Cómo nos relacionamos con la soledad dice mucho de nosotros. Tomar conciencia de nuestros estados de ánimo, pensamientos, deseos o necesidades -y pararnos a reflexionar sobre ellos- nos permite encontrar estabilidad psicológica incluso en momentos de conflicto. Dicha introspección se nutrirá del tiempo que nos otorguemos para estar en soledad.

La capacidad de disfrutar la soledad elegida es un signo de madurez emocional e independencia que permite potenciar el autoconocimiento.

¿Es posible que nos resultemos tan insoportables a nosotros mismos que necesitemos de otros para percibirnos más aceptables? La dependencia en las relaciones y los conflictos sentimentales nos llevan a un vacío emocional y a no tolerar la soledad. Caemos en relaciones codependientes, simbiosis y confusiones vinculares basadas en una sociabilidad que no es genuina.

Sentir bienestar estando en soledad es una experiencia muy personal. Cada momento que pasamos a solas es único, nacerán en nosotros sensaciones diversas en función del momento vital en el que estemos y de cómo nos encontremos psicológicamente.

No todas las mentes logran contener e integrar el dolor que causan ciertos conflictos y circunstancias vitales. A veces nos causa vértigo escuchar el eco propio y, por ello, nos rodeamos del ruido exterior. Evitar elegirse a uno mismo como compañía es tratar de huir por un camino sin salida, el vacío acaba notándose tarde o temprano.

Si no soportamos la soledad saldrán a escena nuestras máscaras, la autenticidad queda a un lado y jugamos en el plano de la evitación. Haremos todo lo posible por no estar solos y disfrazaremos dicho temor con justificaciones falsas.
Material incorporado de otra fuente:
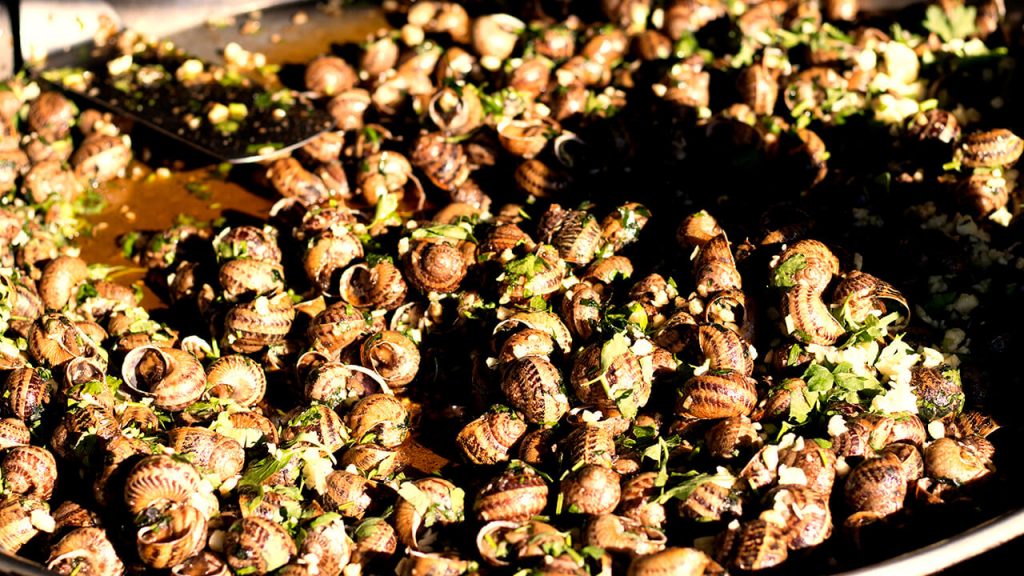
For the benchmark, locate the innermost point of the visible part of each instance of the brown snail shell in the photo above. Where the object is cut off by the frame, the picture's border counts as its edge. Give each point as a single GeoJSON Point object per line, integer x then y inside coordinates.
{"type": "Point", "coordinates": [621, 534]}
{"type": "Point", "coordinates": [515, 495]}
{"type": "Point", "coordinates": [434, 266]}
{"type": "Point", "coordinates": [85, 550]}
{"type": "Point", "coordinates": [20, 520]}
{"type": "Point", "coordinates": [323, 423]}
{"type": "Point", "coordinates": [26, 394]}
{"type": "Point", "coordinates": [327, 541]}
{"type": "Point", "coordinates": [238, 377]}
{"type": "Point", "coordinates": [347, 493]}
{"type": "Point", "coordinates": [252, 326]}
{"type": "Point", "coordinates": [382, 415]}
{"type": "Point", "coordinates": [755, 545]}
{"type": "Point", "coordinates": [13, 433]}
{"type": "Point", "coordinates": [210, 452]}
{"type": "Point", "coordinates": [809, 317]}
{"type": "Point", "coordinates": [51, 116]}
{"type": "Point", "coordinates": [391, 355]}
{"type": "Point", "coordinates": [376, 462]}
{"type": "Point", "coordinates": [718, 396]}
{"type": "Point", "coordinates": [877, 485]}
{"type": "Point", "coordinates": [172, 377]}
{"type": "Point", "coordinates": [178, 535]}
{"type": "Point", "coordinates": [380, 286]}
{"type": "Point", "coordinates": [203, 564]}
{"type": "Point", "coordinates": [803, 512]}
{"type": "Point", "coordinates": [444, 508]}
{"type": "Point", "coordinates": [29, 471]}
{"type": "Point", "coordinates": [327, 256]}
{"type": "Point", "coordinates": [160, 481]}
{"type": "Point", "coordinates": [592, 490]}
{"type": "Point", "coordinates": [60, 280]}
{"type": "Point", "coordinates": [329, 76]}
{"type": "Point", "coordinates": [534, 386]}
{"type": "Point", "coordinates": [101, 157]}
{"type": "Point", "coordinates": [246, 277]}
{"type": "Point", "coordinates": [336, 327]}
{"type": "Point", "coordinates": [488, 439]}
{"type": "Point", "coordinates": [672, 562]}
{"type": "Point", "coordinates": [258, 543]}
{"type": "Point", "coordinates": [991, 149]}
{"type": "Point", "coordinates": [639, 500]}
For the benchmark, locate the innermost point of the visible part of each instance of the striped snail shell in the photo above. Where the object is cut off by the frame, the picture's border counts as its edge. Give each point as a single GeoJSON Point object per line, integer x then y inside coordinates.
{"type": "Point", "coordinates": [515, 495]}
{"type": "Point", "coordinates": [238, 377]}
{"type": "Point", "coordinates": [85, 550]}
{"type": "Point", "coordinates": [443, 508]}
{"type": "Point", "coordinates": [488, 439]}
{"type": "Point", "coordinates": [160, 481]}
{"type": "Point", "coordinates": [258, 544]}
{"type": "Point", "coordinates": [172, 377]}
{"type": "Point", "coordinates": [29, 471]}
{"type": "Point", "coordinates": [61, 278]}
{"type": "Point", "coordinates": [178, 535]}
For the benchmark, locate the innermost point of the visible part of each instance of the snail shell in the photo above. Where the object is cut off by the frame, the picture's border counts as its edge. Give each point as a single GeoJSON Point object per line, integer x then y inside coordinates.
{"type": "Point", "coordinates": [328, 542]}
{"type": "Point", "coordinates": [159, 481]}
{"type": "Point", "coordinates": [259, 544]}
{"type": "Point", "coordinates": [203, 564]}
{"type": "Point", "coordinates": [391, 355]}
{"type": "Point", "coordinates": [329, 76]}
{"type": "Point", "coordinates": [488, 439]}
{"type": "Point", "coordinates": [443, 508]}
{"type": "Point", "coordinates": [803, 512]}
{"type": "Point", "coordinates": [13, 433]}
{"type": "Point", "coordinates": [808, 318]}
{"type": "Point", "coordinates": [101, 157]}
{"type": "Point", "coordinates": [336, 327]}
{"type": "Point", "coordinates": [212, 453]}
{"type": "Point", "coordinates": [60, 280]}
{"type": "Point", "coordinates": [718, 396]}
{"type": "Point", "coordinates": [434, 266]}
{"type": "Point", "coordinates": [328, 255]}
{"type": "Point", "coordinates": [672, 562]}
{"type": "Point", "coordinates": [249, 278]}
{"type": "Point", "coordinates": [755, 545]}
{"type": "Point", "coordinates": [347, 493]}
{"type": "Point", "coordinates": [382, 415]}
{"type": "Point", "coordinates": [252, 326]}
{"type": "Point", "coordinates": [380, 286]}
{"type": "Point", "coordinates": [51, 116]}
{"type": "Point", "coordinates": [621, 534]}
{"type": "Point", "coordinates": [238, 377]}
{"type": "Point", "coordinates": [26, 395]}
{"type": "Point", "coordinates": [172, 377]}
{"type": "Point", "coordinates": [85, 550]}
{"type": "Point", "coordinates": [724, 350]}
{"type": "Point", "coordinates": [639, 500]}
{"type": "Point", "coordinates": [322, 422]}
{"type": "Point", "coordinates": [516, 495]}
{"type": "Point", "coordinates": [534, 386]}
{"type": "Point", "coordinates": [877, 485]}
{"type": "Point", "coordinates": [991, 149]}
{"type": "Point", "coordinates": [29, 471]}
{"type": "Point", "coordinates": [591, 444]}
{"type": "Point", "coordinates": [592, 490]}
{"type": "Point", "coordinates": [376, 462]}
{"type": "Point", "coordinates": [20, 520]}
{"type": "Point", "coordinates": [179, 534]}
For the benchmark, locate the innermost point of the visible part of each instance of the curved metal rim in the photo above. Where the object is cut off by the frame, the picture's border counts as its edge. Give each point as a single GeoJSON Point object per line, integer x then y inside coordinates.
{"type": "Point", "coordinates": [952, 550]}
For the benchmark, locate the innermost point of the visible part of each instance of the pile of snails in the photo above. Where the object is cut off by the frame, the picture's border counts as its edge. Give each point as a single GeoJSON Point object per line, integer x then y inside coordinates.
{"type": "Point", "coordinates": [611, 381]}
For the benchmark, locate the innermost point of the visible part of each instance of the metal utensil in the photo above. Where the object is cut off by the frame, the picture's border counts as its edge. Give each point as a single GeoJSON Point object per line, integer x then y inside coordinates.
{"type": "Point", "coordinates": [261, 128]}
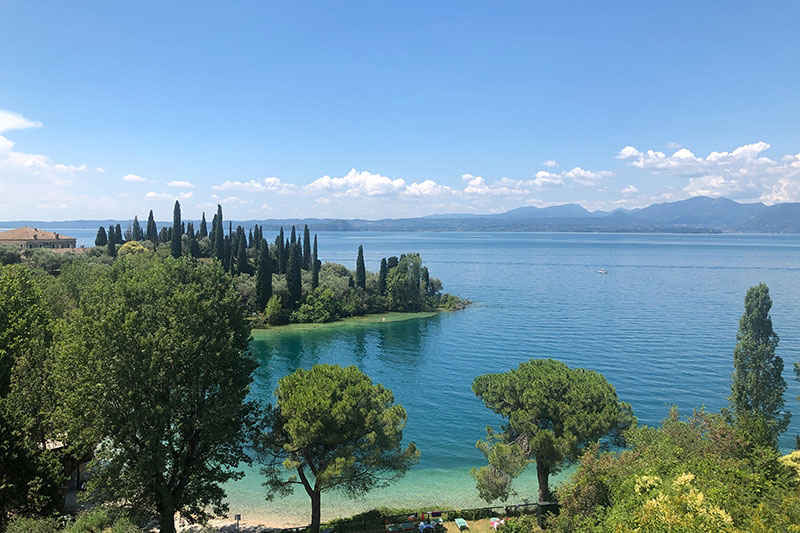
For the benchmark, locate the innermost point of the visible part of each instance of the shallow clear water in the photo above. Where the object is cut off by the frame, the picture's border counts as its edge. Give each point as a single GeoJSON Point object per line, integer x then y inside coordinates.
{"type": "Point", "coordinates": [661, 326]}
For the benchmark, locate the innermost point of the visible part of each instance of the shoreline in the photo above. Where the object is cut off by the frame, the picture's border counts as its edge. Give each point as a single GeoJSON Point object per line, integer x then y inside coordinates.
{"type": "Point", "coordinates": [375, 318]}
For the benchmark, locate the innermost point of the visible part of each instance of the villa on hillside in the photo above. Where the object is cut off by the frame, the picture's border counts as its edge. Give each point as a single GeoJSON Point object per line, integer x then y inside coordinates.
{"type": "Point", "coordinates": [26, 238]}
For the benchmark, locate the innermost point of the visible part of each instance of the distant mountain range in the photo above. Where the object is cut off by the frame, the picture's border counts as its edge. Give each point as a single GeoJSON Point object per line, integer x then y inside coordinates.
{"type": "Point", "coordinates": [695, 215]}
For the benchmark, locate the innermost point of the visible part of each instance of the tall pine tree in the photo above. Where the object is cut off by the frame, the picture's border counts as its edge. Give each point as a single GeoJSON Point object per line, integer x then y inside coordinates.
{"type": "Point", "coordinates": [152, 231]}
{"type": "Point", "coordinates": [758, 385]}
{"type": "Point", "coordinates": [263, 277]}
{"type": "Point", "coordinates": [176, 230]}
{"type": "Point", "coordinates": [361, 271]}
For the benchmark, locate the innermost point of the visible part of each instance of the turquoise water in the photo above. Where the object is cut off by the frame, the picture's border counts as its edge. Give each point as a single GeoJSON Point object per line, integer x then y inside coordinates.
{"type": "Point", "coordinates": [661, 326]}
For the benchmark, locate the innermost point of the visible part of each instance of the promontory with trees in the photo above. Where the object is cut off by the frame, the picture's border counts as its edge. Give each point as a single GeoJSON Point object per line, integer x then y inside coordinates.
{"type": "Point", "coordinates": [134, 359]}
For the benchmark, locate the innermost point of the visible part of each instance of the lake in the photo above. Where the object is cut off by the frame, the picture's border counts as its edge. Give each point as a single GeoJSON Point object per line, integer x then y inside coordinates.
{"type": "Point", "coordinates": [661, 326]}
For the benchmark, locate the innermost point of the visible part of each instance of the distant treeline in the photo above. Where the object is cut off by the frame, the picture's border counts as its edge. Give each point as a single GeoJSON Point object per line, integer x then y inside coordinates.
{"type": "Point", "coordinates": [283, 280]}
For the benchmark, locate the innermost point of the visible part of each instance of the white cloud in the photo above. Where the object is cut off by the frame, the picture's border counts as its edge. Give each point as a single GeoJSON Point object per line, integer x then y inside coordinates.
{"type": "Point", "coordinates": [14, 121]}
{"type": "Point", "coordinates": [266, 185]}
{"type": "Point", "coordinates": [742, 173]}
{"type": "Point", "coordinates": [152, 195]}
{"type": "Point", "coordinates": [180, 184]}
{"type": "Point", "coordinates": [356, 183]}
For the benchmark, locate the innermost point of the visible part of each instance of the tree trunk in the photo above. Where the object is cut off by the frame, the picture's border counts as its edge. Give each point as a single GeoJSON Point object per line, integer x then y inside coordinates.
{"type": "Point", "coordinates": [543, 475]}
{"type": "Point", "coordinates": [315, 511]}
{"type": "Point", "coordinates": [166, 518]}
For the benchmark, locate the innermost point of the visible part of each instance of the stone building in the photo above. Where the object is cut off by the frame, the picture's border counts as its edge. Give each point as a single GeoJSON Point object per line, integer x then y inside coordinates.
{"type": "Point", "coordinates": [26, 238]}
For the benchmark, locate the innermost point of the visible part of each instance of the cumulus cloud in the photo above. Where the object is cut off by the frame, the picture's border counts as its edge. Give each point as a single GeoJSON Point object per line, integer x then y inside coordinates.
{"type": "Point", "coordinates": [743, 173]}
{"type": "Point", "coordinates": [152, 195]}
{"type": "Point", "coordinates": [266, 185]}
{"type": "Point", "coordinates": [356, 183]}
{"type": "Point", "coordinates": [14, 121]}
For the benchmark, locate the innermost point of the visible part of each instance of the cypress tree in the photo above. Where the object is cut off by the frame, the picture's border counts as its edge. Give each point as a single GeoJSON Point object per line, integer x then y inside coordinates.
{"type": "Point", "coordinates": [306, 248]}
{"type": "Point", "coordinates": [102, 238]}
{"type": "Point", "coordinates": [176, 230]}
{"type": "Point", "coordinates": [219, 238]}
{"type": "Point", "coordinates": [241, 255]}
{"type": "Point", "coordinates": [152, 231]}
{"type": "Point", "coordinates": [263, 277]}
{"type": "Point", "coordinates": [294, 280]}
{"type": "Point", "coordinates": [137, 229]}
{"type": "Point", "coordinates": [314, 266]}
{"type": "Point", "coordinates": [758, 386]}
{"type": "Point", "coordinates": [203, 226]}
{"type": "Point", "coordinates": [382, 276]}
{"type": "Point", "coordinates": [111, 244]}
{"type": "Point", "coordinates": [361, 271]}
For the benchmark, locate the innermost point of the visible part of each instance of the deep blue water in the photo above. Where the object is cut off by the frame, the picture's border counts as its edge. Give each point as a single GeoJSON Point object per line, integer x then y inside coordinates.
{"type": "Point", "coordinates": [661, 326]}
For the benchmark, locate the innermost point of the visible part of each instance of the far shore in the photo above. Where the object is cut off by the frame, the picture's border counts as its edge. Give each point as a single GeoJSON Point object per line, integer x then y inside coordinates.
{"type": "Point", "coordinates": [377, 318]}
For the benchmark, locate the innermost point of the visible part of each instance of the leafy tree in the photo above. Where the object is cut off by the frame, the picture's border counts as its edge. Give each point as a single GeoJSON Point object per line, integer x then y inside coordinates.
{"type": "Point", "coordinates": [382, 276]}
{"type": "Point", "coordinates": [294, 280]}
{"type": "Point", "coordinates": [361, 271]}
{"type": "Point", "coordinates": [136, 232]}
{"type": "Point", "coordinates": [176, 231]}
{"type": "Point", "coordinates": [9, 255]}
{"type": "Point", "coordinates": [306, 248]}
{"type": "Point", "coordinates": [111, 244]}
{"type": "Point", "coordinates": [203, 226]}
{"type": "Point", "coordinates": [402, 284]}
{"type": "Point", "coordinates": [263, 277]}
{"type": "Point", "coordinates": [153, 368]}
{"type": "Point", "coordinates": [337, 430]}
{"type": "Point", "coordinates": [552, 413]}
{"type": "Point", "coordinates": [758, 385]}
{"type": "Point", "coordinates": [315, 266]}
{"type": "Point", "coordinates": [102, 238]}
{"type": "Point", "coordinates": [152, 231]}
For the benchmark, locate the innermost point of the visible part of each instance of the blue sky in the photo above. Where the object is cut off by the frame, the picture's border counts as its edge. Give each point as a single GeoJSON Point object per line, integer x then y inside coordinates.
{"type": "Point", "coordinates": [378, 109]}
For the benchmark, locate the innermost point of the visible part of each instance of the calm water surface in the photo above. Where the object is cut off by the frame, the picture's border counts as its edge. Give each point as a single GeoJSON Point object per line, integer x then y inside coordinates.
{"type": "Point", "coordinates": [661, 326]}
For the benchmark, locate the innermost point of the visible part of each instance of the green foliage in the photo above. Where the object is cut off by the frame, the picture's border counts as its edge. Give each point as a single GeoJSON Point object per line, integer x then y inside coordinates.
{"type": "Point", "coordinates": [758, 385]}
{"type": "Point", "coordinates": [552, 413]}
{"type": "Point", "coordinates": [152, 368]}
{"type": "Point", "coordinates": [337, 430]}
{"type": "Point", "coordinates": [176, 247]}
{"type": "Point", "coordinates": [361, 271]}
{"type": "Point", "coordinates": [9, 255]}
{"type": "Point", "coordinates": [263, 276]}
{"type": "Point", "coordinates": [319, 306]}
{"type": "Point", "coordinates": [33, 525]}
{"type": "Point", "coordinates": [274, 313]}
{"type": "Point", "coordinates": [701, 474]}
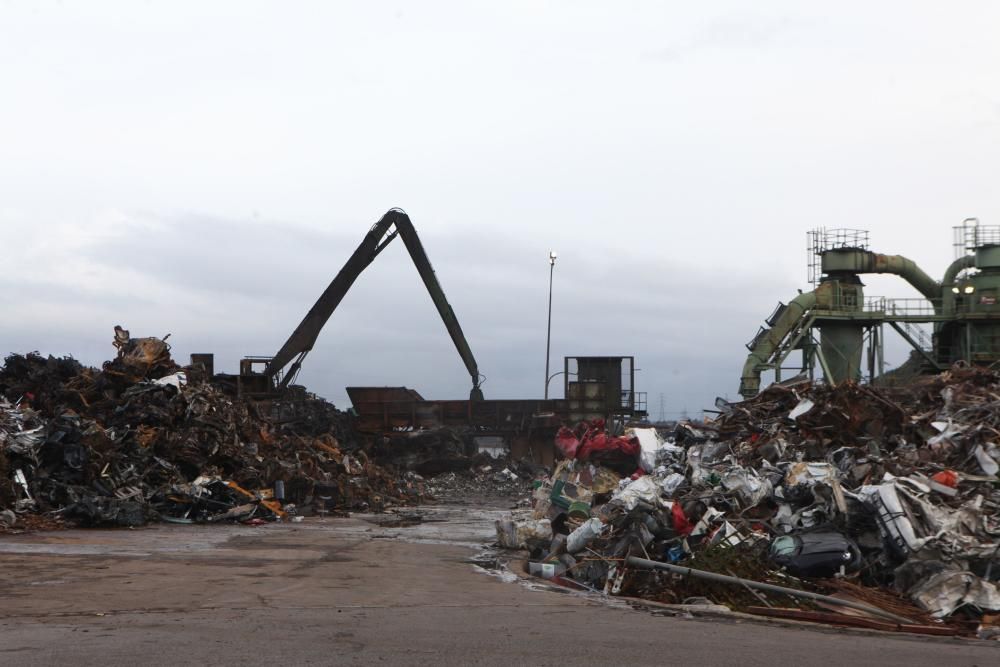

Saltaremos de relación en relación sin saber ni siquiera qué estamos buscando. Volcaremos nuestra angustia en amigos y familiares para que soporten parte de la carga y nos alivien momentáneamente. Intentaremos encontrar la anestesia a la ansiedad a golpe de pastilla. Cualquier opción será válida con tal de no afrontar la soledad y el mensaje que resuena en ella.

En el caso de que la soledad nos genere desazón, incomodidad, aburrimiento, angustia o ansiedades conveniente pararnos a pensar: ¿estoy a gusto conmigo mismo? ¿Hay algo que me preocupa o inquieta? ¿Sabría poner nombre a las emociones que estoy sintiendo? ¿Puedo explicar en palabras aquello que me atraviesa la mente y el corazón?

Cuando la soledad resulta incómoda o desagradable, hay un mensaje que busca ser escuchado. Algo no funciona bien si ocupamos constantemente todo nuestro tiempo con otras personas. Evitar la soledad a toda costa y a cualquier precio refleja un conflicto intrapersonal. Si evitamos hacernos responsables, acabaremos buscando cualquier forma de calmar ese malestar, sin llegar a comprender ni afrontar qué es lo nos está ocurriendo realmente.